Let me start by saying that I’m a horse-chick. I spent my teenage years astride a buckskin named Buttercup. I could whistle for her, she would come to the fence, I would climb on and ride her bareback without even a bridle to the gate and sometimes not bother with the tack at all. I paid for her hay and pasture rent by working cattle with her in the summer when the male calves were cut from the herd, rounded up and castrated (steers are where the beef on your dinner plate comes from). Farm girls who didn’t have horses and who wanted extra money either walked beans or detassled corn.
I totally get the horse thing. The fact that I would have a horse right now is the one and only regret I have about not moving back to the country a year and a half ago.

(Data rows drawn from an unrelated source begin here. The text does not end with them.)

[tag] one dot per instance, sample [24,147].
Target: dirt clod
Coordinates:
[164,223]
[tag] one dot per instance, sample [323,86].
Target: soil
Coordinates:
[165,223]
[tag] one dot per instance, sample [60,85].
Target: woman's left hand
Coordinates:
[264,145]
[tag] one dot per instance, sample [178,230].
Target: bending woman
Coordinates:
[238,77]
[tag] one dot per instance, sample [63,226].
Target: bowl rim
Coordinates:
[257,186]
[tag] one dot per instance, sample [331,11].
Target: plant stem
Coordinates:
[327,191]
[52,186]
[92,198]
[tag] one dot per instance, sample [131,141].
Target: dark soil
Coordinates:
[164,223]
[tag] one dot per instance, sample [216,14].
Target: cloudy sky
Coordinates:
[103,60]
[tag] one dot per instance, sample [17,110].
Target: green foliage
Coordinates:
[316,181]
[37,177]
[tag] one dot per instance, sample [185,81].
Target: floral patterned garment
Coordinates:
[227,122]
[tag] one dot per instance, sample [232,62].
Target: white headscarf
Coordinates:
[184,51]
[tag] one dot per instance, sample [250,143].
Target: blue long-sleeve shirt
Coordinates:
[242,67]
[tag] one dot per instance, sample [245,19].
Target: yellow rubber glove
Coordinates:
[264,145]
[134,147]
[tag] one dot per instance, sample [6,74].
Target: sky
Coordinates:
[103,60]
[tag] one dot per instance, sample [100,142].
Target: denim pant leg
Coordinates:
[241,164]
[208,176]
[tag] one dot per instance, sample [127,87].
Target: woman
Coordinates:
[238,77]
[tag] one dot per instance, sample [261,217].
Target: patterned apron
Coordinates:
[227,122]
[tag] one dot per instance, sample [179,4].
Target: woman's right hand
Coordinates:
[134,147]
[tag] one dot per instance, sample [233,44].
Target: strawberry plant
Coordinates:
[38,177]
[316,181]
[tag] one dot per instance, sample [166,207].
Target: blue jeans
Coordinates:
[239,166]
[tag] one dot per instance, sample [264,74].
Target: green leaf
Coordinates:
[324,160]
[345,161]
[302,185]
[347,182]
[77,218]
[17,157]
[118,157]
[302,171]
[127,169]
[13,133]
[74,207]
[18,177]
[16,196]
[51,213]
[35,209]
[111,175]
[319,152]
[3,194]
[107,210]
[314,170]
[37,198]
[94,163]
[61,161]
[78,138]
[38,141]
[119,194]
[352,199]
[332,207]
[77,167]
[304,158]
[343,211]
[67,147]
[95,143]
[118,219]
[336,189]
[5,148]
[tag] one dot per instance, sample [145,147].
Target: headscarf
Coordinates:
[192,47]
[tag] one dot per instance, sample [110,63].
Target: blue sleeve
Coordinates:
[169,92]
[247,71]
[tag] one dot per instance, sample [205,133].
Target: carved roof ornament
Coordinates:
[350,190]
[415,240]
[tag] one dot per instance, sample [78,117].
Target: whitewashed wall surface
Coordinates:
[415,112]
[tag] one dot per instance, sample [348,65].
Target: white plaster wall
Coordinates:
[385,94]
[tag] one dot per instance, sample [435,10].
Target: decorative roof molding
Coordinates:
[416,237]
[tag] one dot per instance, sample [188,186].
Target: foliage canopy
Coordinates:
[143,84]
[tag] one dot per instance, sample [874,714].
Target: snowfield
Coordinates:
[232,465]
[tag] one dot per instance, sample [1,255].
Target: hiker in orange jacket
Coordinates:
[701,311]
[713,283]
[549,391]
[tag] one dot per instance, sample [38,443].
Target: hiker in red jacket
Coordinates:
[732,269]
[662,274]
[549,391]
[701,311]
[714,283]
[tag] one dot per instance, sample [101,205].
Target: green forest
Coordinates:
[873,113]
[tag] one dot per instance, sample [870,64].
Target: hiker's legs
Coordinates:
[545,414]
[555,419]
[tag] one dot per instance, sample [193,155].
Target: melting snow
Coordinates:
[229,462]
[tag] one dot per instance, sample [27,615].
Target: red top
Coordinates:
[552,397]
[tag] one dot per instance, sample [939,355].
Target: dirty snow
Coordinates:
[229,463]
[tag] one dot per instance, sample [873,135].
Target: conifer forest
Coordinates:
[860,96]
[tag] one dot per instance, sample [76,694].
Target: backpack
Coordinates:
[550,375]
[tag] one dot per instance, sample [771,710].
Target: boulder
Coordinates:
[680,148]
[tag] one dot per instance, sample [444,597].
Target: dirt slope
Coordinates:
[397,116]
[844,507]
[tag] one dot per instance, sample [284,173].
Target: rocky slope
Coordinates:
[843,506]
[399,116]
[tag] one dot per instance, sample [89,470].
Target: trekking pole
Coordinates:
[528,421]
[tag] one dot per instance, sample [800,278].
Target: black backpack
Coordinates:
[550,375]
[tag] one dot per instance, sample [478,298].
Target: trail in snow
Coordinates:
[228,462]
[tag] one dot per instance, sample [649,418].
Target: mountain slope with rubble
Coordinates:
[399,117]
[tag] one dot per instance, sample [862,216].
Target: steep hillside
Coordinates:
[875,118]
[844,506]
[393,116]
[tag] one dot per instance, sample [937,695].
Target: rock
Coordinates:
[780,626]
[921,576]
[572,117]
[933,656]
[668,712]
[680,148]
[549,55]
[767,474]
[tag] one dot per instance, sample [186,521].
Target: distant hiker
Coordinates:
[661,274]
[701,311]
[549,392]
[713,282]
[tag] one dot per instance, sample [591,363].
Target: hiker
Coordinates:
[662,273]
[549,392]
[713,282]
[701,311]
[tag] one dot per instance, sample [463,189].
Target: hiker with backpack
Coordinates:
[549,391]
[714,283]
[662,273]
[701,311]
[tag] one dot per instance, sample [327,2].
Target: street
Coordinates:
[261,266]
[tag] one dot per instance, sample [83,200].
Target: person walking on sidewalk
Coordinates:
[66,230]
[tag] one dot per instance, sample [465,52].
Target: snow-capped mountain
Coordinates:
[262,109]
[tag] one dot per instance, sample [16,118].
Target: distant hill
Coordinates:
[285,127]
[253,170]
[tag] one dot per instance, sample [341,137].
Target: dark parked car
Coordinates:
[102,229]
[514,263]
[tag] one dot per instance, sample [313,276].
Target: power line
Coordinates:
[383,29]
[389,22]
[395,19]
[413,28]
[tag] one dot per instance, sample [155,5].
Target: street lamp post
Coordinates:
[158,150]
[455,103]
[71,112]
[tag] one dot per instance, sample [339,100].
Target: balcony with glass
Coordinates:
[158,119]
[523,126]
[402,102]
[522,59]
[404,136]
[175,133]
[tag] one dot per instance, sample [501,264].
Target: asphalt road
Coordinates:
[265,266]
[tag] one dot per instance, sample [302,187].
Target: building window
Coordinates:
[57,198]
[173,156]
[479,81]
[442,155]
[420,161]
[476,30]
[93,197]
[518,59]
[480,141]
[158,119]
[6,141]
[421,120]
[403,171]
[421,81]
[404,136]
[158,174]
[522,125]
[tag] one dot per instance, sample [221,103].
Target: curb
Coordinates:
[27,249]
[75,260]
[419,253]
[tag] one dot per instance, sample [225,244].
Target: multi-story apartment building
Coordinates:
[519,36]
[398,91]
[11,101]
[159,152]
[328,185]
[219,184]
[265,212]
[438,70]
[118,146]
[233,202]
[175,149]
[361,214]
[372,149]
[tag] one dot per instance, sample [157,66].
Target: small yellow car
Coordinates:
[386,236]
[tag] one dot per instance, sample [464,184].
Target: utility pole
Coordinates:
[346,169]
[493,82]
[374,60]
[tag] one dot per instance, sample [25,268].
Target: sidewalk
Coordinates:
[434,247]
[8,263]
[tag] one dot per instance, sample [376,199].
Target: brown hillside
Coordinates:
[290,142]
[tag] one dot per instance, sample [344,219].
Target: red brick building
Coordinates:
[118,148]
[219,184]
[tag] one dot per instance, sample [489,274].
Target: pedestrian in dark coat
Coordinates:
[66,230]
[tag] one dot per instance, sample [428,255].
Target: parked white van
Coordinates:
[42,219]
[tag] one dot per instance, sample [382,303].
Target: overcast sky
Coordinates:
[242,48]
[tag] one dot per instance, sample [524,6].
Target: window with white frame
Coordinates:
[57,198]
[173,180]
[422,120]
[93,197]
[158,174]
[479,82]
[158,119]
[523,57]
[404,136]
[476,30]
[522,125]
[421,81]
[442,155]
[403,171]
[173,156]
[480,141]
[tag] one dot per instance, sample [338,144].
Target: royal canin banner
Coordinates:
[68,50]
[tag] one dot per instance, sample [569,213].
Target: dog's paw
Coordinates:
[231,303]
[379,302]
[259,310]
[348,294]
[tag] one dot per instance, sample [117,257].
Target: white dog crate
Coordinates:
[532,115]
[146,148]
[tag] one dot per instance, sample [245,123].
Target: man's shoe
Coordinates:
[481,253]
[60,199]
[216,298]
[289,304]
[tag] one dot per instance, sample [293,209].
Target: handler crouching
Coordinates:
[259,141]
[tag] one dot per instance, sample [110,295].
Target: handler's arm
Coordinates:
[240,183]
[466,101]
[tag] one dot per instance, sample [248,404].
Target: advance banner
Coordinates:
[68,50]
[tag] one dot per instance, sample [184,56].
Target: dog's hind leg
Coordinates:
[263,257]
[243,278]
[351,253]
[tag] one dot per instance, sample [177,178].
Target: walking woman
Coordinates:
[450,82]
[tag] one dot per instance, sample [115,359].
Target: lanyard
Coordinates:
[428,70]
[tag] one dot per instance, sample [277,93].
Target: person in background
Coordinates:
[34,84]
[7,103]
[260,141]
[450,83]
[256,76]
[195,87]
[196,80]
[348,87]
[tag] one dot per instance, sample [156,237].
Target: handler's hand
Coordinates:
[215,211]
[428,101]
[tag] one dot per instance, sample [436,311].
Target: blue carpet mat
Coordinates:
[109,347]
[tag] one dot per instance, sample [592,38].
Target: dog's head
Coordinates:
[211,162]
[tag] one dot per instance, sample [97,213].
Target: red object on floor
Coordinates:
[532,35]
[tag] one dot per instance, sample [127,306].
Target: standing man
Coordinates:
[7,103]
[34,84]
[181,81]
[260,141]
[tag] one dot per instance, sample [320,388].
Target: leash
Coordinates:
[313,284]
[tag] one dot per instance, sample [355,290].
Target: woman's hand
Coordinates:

What I don’t get is the rarified world of dressage and overbred, worthless horses.
And I really don’t get a country that has a tax code that lets a worthless woman write off tens of thousands of dollars more on her taxes for her worthless horse than the median household income.
It’s an expensive hobby but in order to shield themselves from losses (poor babies), the 1%ers have convinced congress to allow for a tax deduction such that they can write them off. Oh to be able to write off losses associated with owning a lowly dog or cat or parakeet, huh?
The Romney campaign hasn’t spelled out what kind of tax deductions it wants to close in order to pay for lower headline income tax rates, but perhaps something related to horses could do the trick:
As millions tune into the Olympics in prime time this summer, just before Mr. Romney will be reintroducing himself to the nation at the Republican convention, viewers are likely to see “up close and personal” segments on NBC about the Romneys and dressage, a sport of six-figure horses and $1,000 saddles. The Romneys declared a loss of $77,000 on their 2010 tax returns for the share in the care and feeding of Rafalca, which Mrs. Romney owns with Mr. Ebeling’s wife, Amy, and a family friend, Beth Meyers.
Meanwhile, the median household income in the United States in 2010 was $45,800.
But that’s the Rmoney world, folks, and we ain’t invited to the steeplechase.
Doesn’t it just give you a warm fuzzy feeling all over?